Simone Collins: She’s based in the UK. [01:18:00] She is one of those, like, I- canaries in the coal
Malcolm Collins: mine She’s, she’s really big. She is in the UK. So, you know, we’re known as like the pronatalist couple. Mm-hmm. Whatever we are to Elon- Mm ... JK Rowling. Yeah. In the same way that like JK Rowling can’t spend all day railing against trans people online, Louise Perry can’t
Does that for her, right? You know? Yeah, yeah. She also goes really deep on a lot of stuff and former leftist and everything like that. Yeah. I mean, a, a lot of our government connections are in the UK because like we’ve been better at infiltrating governments there. Which is- I don’t know why that’s the case.
There’s just, I, I guess, a larger nerd government faction in the UK.
Kirsche: I guess maybe. Yeah. I, I moved back to, like, where I’m from, so I’m back in New England, and I’ve, I’ve been meeting with a lot of like libertarian party and free state party people in New Hampshire, and that gives me, that gives me great, great hope for the future, at least out here.

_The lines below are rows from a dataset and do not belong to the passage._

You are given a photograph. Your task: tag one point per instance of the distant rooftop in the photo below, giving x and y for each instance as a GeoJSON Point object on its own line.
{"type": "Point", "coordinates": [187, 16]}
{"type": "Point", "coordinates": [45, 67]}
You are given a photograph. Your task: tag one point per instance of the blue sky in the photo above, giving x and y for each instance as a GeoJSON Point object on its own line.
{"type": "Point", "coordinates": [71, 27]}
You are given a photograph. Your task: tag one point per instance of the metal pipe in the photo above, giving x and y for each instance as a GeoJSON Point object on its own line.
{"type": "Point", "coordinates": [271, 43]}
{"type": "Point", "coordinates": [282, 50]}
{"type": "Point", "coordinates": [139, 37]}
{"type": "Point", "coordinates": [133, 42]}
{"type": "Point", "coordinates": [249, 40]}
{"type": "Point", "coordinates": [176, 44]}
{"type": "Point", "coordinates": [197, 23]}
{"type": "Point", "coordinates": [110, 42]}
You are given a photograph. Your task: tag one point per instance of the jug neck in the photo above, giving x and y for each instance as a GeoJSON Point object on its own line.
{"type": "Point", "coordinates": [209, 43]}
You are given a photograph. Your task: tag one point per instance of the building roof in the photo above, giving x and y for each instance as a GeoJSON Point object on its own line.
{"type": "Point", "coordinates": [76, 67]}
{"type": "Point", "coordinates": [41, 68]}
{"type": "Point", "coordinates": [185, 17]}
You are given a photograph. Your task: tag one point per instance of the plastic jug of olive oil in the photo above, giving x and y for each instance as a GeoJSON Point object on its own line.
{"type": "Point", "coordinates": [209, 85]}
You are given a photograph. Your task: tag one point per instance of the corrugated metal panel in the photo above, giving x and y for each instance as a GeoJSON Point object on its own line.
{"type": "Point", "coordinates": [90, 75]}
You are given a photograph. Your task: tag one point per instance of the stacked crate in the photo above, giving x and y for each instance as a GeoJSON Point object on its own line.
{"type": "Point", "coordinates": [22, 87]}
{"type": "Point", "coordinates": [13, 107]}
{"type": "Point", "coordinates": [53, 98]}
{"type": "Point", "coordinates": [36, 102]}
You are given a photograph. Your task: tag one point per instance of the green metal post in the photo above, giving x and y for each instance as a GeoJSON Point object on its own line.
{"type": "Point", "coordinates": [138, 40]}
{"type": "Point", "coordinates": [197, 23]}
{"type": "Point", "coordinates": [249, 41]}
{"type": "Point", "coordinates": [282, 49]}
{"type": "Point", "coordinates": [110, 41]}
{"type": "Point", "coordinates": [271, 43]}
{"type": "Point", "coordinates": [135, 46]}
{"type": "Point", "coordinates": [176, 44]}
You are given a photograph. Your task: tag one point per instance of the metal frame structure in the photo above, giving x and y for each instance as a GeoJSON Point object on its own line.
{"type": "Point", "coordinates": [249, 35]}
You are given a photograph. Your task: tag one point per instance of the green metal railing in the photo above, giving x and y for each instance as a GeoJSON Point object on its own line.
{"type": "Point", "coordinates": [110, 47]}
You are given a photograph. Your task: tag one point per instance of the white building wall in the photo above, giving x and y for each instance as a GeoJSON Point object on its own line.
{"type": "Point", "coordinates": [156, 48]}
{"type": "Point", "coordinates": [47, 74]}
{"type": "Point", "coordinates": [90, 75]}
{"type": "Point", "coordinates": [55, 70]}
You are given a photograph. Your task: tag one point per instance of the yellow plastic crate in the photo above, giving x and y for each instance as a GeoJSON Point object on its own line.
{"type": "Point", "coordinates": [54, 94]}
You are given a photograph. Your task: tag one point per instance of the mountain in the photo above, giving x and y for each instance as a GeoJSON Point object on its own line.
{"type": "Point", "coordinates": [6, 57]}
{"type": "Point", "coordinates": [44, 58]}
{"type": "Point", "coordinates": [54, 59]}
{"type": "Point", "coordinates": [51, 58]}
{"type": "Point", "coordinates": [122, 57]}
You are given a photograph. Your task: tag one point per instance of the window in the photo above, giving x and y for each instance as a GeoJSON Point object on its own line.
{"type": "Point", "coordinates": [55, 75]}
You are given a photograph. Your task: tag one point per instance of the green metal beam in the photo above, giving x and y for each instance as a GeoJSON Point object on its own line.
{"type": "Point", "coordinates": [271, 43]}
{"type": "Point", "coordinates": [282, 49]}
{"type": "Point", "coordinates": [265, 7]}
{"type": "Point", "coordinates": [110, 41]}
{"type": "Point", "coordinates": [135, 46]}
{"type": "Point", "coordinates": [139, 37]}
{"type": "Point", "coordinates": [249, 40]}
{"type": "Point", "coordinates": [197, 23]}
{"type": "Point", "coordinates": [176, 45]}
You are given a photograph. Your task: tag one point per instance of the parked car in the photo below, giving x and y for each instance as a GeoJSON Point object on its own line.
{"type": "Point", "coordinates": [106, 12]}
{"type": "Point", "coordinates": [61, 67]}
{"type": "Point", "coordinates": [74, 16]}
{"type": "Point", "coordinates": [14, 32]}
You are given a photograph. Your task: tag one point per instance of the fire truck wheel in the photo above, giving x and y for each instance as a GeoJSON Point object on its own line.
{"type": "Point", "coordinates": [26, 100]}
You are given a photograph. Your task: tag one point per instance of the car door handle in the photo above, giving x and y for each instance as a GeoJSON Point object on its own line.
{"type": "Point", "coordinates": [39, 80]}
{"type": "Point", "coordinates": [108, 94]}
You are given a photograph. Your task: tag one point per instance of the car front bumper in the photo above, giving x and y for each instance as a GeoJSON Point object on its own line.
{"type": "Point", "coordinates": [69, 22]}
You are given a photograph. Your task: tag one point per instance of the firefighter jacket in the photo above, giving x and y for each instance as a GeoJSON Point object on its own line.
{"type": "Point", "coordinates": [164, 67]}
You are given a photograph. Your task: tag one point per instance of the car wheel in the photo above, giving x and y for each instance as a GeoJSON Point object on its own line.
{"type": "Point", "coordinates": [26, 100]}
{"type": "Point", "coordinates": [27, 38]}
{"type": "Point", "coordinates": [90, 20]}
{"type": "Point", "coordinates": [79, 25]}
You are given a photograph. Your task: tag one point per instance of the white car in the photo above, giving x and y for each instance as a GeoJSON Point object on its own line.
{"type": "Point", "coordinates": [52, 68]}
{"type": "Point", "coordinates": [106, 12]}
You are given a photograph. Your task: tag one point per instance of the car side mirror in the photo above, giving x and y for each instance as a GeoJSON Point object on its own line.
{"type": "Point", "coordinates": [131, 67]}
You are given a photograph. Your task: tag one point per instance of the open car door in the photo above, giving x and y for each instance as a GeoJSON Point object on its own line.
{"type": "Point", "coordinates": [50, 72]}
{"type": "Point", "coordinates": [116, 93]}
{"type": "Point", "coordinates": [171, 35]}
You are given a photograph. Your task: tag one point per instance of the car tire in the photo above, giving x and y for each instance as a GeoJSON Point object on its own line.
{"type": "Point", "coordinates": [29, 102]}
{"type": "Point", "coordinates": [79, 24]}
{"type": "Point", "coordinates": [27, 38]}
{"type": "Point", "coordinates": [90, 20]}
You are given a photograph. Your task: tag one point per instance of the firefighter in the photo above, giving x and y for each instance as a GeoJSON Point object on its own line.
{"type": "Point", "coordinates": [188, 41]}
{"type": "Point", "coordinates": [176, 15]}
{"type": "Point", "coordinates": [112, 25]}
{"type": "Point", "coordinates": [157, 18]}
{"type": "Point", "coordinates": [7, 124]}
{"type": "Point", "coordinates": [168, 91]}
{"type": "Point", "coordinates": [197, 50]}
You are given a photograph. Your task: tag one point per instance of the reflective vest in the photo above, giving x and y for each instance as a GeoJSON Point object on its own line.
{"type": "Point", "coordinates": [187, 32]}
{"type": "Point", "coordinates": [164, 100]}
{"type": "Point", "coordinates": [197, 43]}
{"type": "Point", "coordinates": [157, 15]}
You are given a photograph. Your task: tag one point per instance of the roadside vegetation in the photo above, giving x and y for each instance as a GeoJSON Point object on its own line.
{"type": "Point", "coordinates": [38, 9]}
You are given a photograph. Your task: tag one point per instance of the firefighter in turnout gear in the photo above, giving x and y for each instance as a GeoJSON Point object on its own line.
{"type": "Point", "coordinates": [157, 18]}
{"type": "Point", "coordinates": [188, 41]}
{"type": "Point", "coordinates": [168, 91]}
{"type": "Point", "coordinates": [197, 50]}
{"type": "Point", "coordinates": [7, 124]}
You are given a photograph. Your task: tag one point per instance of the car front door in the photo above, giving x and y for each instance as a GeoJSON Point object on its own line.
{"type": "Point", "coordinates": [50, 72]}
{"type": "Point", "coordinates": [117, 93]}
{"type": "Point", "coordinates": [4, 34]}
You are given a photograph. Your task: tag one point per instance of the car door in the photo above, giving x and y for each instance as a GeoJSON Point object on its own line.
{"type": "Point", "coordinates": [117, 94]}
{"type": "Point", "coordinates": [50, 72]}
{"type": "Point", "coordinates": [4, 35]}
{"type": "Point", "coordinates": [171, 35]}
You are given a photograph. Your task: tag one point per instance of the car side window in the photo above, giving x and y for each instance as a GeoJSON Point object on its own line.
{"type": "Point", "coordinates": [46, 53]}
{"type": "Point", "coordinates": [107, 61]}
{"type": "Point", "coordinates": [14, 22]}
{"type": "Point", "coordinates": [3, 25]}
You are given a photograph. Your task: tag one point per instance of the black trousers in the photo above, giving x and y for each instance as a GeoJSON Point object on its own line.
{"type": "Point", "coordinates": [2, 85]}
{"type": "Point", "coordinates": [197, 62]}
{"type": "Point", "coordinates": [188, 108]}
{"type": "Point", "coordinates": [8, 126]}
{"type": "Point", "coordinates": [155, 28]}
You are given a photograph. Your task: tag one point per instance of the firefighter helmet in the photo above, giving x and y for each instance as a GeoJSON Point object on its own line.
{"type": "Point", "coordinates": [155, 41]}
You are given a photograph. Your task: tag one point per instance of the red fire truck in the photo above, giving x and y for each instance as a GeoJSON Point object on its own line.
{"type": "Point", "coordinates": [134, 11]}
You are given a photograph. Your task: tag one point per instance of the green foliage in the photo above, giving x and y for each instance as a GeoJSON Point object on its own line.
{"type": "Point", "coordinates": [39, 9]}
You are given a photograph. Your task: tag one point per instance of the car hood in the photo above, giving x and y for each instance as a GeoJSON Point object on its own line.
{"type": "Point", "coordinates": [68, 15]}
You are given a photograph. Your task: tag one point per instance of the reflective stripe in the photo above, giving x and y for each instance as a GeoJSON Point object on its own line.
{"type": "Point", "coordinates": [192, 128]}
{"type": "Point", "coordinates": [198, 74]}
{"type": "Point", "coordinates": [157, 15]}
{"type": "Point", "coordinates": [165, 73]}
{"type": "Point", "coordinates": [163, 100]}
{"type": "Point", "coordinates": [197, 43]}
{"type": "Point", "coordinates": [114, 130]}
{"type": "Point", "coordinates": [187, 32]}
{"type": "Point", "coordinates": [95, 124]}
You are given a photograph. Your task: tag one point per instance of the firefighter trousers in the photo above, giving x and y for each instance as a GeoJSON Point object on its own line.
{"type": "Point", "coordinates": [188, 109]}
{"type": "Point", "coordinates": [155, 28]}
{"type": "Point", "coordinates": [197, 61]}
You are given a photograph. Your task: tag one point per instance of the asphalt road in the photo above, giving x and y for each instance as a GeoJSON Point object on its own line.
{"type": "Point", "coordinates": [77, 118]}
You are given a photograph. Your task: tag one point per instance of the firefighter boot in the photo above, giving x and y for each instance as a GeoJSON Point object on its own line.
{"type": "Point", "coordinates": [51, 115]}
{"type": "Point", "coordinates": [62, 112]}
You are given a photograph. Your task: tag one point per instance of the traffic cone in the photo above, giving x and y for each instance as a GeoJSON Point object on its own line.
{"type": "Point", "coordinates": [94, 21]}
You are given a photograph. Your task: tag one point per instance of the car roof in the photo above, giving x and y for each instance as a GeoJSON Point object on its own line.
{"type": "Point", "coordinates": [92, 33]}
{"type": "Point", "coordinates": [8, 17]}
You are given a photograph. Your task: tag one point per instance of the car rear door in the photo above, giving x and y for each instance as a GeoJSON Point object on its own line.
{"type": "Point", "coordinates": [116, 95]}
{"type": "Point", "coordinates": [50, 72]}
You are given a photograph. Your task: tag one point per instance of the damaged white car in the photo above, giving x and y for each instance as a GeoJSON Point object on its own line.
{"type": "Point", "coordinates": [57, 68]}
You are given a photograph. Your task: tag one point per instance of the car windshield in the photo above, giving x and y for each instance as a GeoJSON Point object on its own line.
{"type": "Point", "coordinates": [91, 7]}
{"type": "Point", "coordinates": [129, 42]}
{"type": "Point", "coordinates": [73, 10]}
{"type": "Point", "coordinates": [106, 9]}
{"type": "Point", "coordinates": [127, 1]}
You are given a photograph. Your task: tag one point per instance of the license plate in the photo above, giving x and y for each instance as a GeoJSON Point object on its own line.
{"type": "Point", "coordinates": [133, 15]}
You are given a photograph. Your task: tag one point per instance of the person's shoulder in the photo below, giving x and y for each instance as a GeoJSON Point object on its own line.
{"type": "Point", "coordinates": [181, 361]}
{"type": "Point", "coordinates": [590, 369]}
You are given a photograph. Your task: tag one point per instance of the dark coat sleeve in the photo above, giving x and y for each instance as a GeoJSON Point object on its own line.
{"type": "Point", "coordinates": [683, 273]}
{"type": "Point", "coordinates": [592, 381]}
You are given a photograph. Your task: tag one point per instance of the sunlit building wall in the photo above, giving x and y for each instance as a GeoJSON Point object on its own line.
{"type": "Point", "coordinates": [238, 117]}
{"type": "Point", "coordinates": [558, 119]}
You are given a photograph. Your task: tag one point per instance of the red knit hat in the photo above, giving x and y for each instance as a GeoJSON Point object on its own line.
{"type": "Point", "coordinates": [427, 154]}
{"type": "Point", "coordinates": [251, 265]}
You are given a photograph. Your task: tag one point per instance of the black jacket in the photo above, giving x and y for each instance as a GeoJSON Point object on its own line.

That’s so wonderful. Which
Malcolm Collins: usually I’m like a doomsday party and hope for the best, but- Oh, I used to live in New Hampshire. I love, I love that stuff. Yeah, we, we’ve done we’ve done speaking at [01:19:00] some of that, and we’ve been asked to come speak at something in New Hampshire. Do you know what it is, Simone, the group?
They wanna fly us out.
Simone Collins: H- have you spoken with them? Like, some new s- society and they reached out on X, and I can’t remember the name. I can look it up really fast, but like... yeah. I know there are a lot of, like, free state related societies that it’s like a membership based private society.
Kirsche: Heck yeah.
Malcolm Collins: But yeah, awesome. This has been so great. And I’m gonna get building those things, and hopefully I can have them done in a couple weeks.
Kirsche: And I will try to get screenshots of the SE backend and the GamerSupps gifting platform.
Great,
Malcolm Collins: great. Amazing. I’ll try to mimic, I’ll try to mimic them. Just so you know our system runs on Stripe, so that would be the payment processor.
Kirsche: That makes sense. That makes sense. I think God, what’s it called? Sidescrollers plus Locals, I think they also run on Stripe.
Malcolm Collins: Oh, oh, a- also important for you to know, the reason I use Stripe is because you can use Stripe with Privacy.
Mm-hmm. Privacy is a app that you can sign into that creates- Mm ... a fake one-time use credit card using your credit card that [01:20:00] uses a fake name and address. That’s pretty cool. So if people wanna be, like, totally anonymous, even to me, that can be done.
Kirsche: That’s pretty neat.
Malcolm Collins: Yeah. All right. Well- Well,
Kirsche: all right
Malcolm Collins: spectacular. Have a wonderful day.
Kirsche: You too. Thank you again for having me on, and bye bye.
Speaker 6: Okay, so you wanted to show the fans the toys that you bought?
Yeah
All of the places that are, that are trying to destroy the United States of America, or just trying to, or just trying to shoot a nuclear bomb at, at America. Okay? So Iran, for sure, right? Iran. What about China or Europe? Who do you, who do you dislike more?[01:21:00]
So you’re going to handle both China and Europe?
Octavian Collins: And, and on, and on both islands there will be Chinook helicopters drop, dropping snipers to shoot people- ... very fiercely and, and very invisible. Wait, only, only the bad people or the civilians too? Oh, only the bad military people. Or- But the civilians-
Speaker 6: And what are you gonna do with the civilians after you get rid of the military people?
Oh, so you’ll, you’ll bring freedom to China and [01:22:00] Europe?